# Batteries for led's



## dantheman1 (Apr 28, 2008)

Just got 4 1000 lumen led's for my boat. What would be the best battery/batteries to use with these. Like what brand, type, etc.


----------



## Rickpcfl (Nov 12, 2013)

Do you mind sharing what kind of lights you got? I've been wanting some LEDs but not sure how to choose the right ones.


----------



## Flounder9.75 (Sep 28, 2007)

a group 27 or bigger deep cycle battery should do just fine


----------



## dantheman1 (Apr 28, 2008)

Sure, just search led flounder lights on ebay and there are several different types. Its amazing how many people out there are making these things. I'm not seeing the ones I got. I should be getting mine in the mail Monday and I'll post a pic.


----------



## murfpcola (Aug 28, 2012)

are they waterproof or above water lights?


----------



## dantheman1 (Apr 28, 2008)

Yes they are waterproof, so i plan on having them submerged. Academy has 27 group deep cycle batteries for 70 bucks. Thinking about going with that. The lights are 10 watts a piece. Should that be enough battery for 4? Or do i need 2.


----------



## murfpcola (Aug 28, 2012)

Someone on here can convert it for you I'm sure but I think one battery will push 40 watts for many hours.


----------



## Flounderpounder (Oct 3, 2007)

Yep, that should be plenty of juice. You may want to call the Interstate store in Milton (off Avalon Blvd.). They often have blems or remans for cheap. It's been years, but I got a few from them for like $30-40 and they worked great.


----------



## Reel Justice (Apr 22, 2014)

Look at advance auto and buy it on line use the code trt30 and save 30% or trt41 and save $40 off $100


----------



## dantheman1 (Apr 28, 2008)

Good info, yea all 4 lights arent even pulling 4 amps when turned on. I may go with a smaller/cheaper deep cycle.


----------



## smooth move (Sep 25, 2012)

i run mine off of my cranking battery. never had a problem.


----------



## capt. mike (Oct 5, 2015)

I run 4- 30 Watt, 3,000 Lum. from Jerry's Led's and go all night on 1 Deep Cycle Battery.


----------



## Capt'n Daddy (Oct 10, 2014)

Flounder9.75 said:


> a group 27 or bigger deep cycle battery should do just fine



The above is good. I run 4 lights, 3000 lumens per led off 1 group 27 interstate battery. Have never run it down past 50% in one night.


----------



## Magnolia Outdoors Guy (Apr 19, 2014)

Sam's Club sells an AGM Marine battery that is pretty amazing for the money. I have a pair in my boat. I've included a link below.

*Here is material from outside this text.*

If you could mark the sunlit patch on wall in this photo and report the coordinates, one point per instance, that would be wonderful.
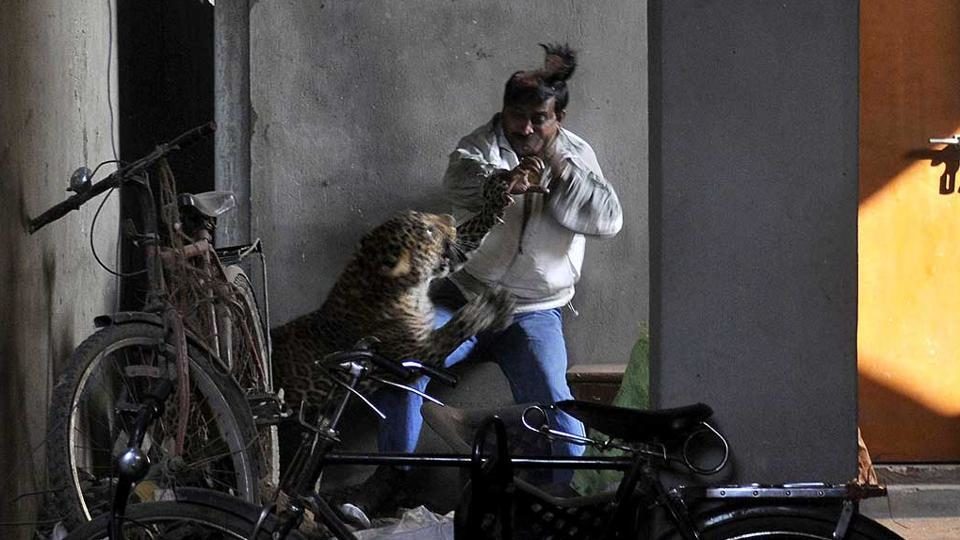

http://www.samsclub.com/sams/durace...p-size-31dtmagm/prod3590232.ip?navAction=push


----------



## grumpy old man (Dec 20, 2009)

if weight is a concern, i currently run 4 3000 lumen lights on a deep cycle wheelchair battery. battery is about the size of a lawnmower battery. cost about 80.00 bucks at the interstate store off avalon blvd. never ran down in six hours straight use, and lightweight!


----------



## dsar592 (Oct 12, 2007)

I'm running 6 50 watt and 2 27 watt leds off of two walmart deep cycle marine /rv 27's and They can out last me by hours. I know they will go at least 7 hours with no dimming. I also check the water regularly and have them on an on board charger.


----------